Saudi NRI Empowers Minority Community

Super 30’s founder, Anand Kumar. (File Photo: IANS) by .
Super 30 founder Anand Kumar (File Photo: IANS)

A Saudi Arabia-based NRI has taken the initiative to uplift the minority community to reach at the forefront of education and to grab the employment opportunities available as minorities sit at the bottom of all social indicators due to poor financial condition….reports Asian Lite News

Super 30’s founder, Anand Kumar. (File Photo: IANS) by .
Super 30 founder Anand Kumar (File Photo: IANS)

A Saudi Arabia-based NRI has joined hands with Super 30, a free coaching centre which helps children from poor families reach the prestigious IIT engineering institutes, to help talented youth from the minority community prepare for the IIT and other technical education courses.
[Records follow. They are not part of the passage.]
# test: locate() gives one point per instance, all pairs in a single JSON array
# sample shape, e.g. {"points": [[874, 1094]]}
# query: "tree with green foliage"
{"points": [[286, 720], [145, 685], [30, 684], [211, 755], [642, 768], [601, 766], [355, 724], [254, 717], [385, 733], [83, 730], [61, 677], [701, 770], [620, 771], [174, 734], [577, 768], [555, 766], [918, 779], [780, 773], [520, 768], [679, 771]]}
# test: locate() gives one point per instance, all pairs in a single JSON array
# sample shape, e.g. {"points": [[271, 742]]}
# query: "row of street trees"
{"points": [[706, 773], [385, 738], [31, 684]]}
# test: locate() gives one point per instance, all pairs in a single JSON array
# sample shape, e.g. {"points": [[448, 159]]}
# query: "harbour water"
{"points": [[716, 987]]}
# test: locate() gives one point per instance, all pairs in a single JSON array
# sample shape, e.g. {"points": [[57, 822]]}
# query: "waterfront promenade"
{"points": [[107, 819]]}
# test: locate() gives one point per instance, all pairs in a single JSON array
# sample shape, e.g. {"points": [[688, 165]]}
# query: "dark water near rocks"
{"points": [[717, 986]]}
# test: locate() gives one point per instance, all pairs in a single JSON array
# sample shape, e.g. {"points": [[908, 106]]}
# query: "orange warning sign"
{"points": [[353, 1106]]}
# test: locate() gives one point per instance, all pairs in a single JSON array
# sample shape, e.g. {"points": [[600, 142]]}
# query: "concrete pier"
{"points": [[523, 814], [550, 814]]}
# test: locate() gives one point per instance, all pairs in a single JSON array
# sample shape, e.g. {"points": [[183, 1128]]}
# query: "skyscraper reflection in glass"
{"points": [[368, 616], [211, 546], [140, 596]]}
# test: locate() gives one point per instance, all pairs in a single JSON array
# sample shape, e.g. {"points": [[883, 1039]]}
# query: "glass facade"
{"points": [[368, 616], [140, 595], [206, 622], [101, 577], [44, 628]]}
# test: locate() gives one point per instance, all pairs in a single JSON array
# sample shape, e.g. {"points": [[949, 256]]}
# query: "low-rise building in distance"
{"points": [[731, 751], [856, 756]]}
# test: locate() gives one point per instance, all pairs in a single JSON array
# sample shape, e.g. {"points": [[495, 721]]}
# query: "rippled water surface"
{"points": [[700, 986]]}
Obaidur Rahman, a businessman who is also chairman of the Bihar foundation in Saudi Arabia, has formed an organization called Rahman 30, which will select 30 talented students from the minority community through screening tests. These students will be provided free coaching by Super 30 founder director Anand Kumar.

“The main objective is to give the students employable education through rigorous training. This is what is lacking for the minorities. They don’t get quality technical and job-oriented education, as they find it hard to reach that level due to their poor financial condition,” said Rahman, citing various studies.
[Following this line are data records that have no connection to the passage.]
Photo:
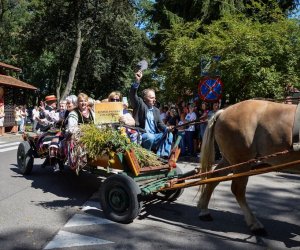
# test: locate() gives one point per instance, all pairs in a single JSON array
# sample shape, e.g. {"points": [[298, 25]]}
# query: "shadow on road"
{"points": [[62, 184]]}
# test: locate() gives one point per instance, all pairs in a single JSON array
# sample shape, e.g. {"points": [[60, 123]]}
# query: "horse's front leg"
{"points": [[207, 191], [238, 188]]}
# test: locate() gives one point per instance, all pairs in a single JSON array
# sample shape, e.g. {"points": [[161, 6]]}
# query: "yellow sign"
{"points": [[108, 112]]}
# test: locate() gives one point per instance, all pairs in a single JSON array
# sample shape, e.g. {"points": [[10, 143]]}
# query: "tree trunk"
{"points": [[58, 84], [74, 64]]}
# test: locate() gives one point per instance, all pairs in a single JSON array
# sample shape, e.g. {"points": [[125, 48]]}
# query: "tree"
{"points": [[98, 36], [258, 59]]}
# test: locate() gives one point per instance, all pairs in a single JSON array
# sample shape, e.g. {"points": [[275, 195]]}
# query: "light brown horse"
{"points": [[245, 131]]}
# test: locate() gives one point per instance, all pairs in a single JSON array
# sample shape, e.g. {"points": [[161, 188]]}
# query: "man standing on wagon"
{"points": [[155, 134]]}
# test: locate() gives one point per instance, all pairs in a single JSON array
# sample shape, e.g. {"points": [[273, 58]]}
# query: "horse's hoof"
{"points": [[206, 217], [259, 232]]}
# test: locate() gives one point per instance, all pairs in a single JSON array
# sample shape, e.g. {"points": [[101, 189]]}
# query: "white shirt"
{"points": [[190, 117]]}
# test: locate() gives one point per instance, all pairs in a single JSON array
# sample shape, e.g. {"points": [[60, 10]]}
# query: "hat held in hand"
{"points": [[50, 98]]}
The initiative of Rahman and Super 30 will help provide opportunity to talented students from the minority community to move ahead in life, say experts.

According to a 2014-15 survey by the Human Resource Development Ministry, minorities continue to be at the bottom among all social groups when it comes to higher education, with just 4.4 per cent enrolment. The dropout rate among Muslims is also very high at 17.6 per cent.

Rahman said it was time for him to give something back to society in a meaningful way. “Education is the only way in which one can make meaningful contribution to society, as it has the power to change generations, as I have seen at Super 30,” said Rahman, who is on a visit to Patna.

“When I see successful students like Arbaz Alam, who got into IIT despite coming from an underprivileged section of the society, it gives me inspiration to do more in the field of education for needy students. It is quite refreshing to see professors and students from other countries coming to see Super 30 and understand how it shapes students from underprivileged sections of society. We will also look for needy, passionate and talented students,” said Rahman.

Super 30 is a pioneering initiative that has ushered in a silent social revolution through mainstreaming of children belonging to the underprivileged sections by empowering them with quality education to take them to India’s premier IITs. So far, more than 400 Super 30 students – from the poorest sections of society and indifferent schooling mentored by Anand and looked after by his family – have made it to IITs.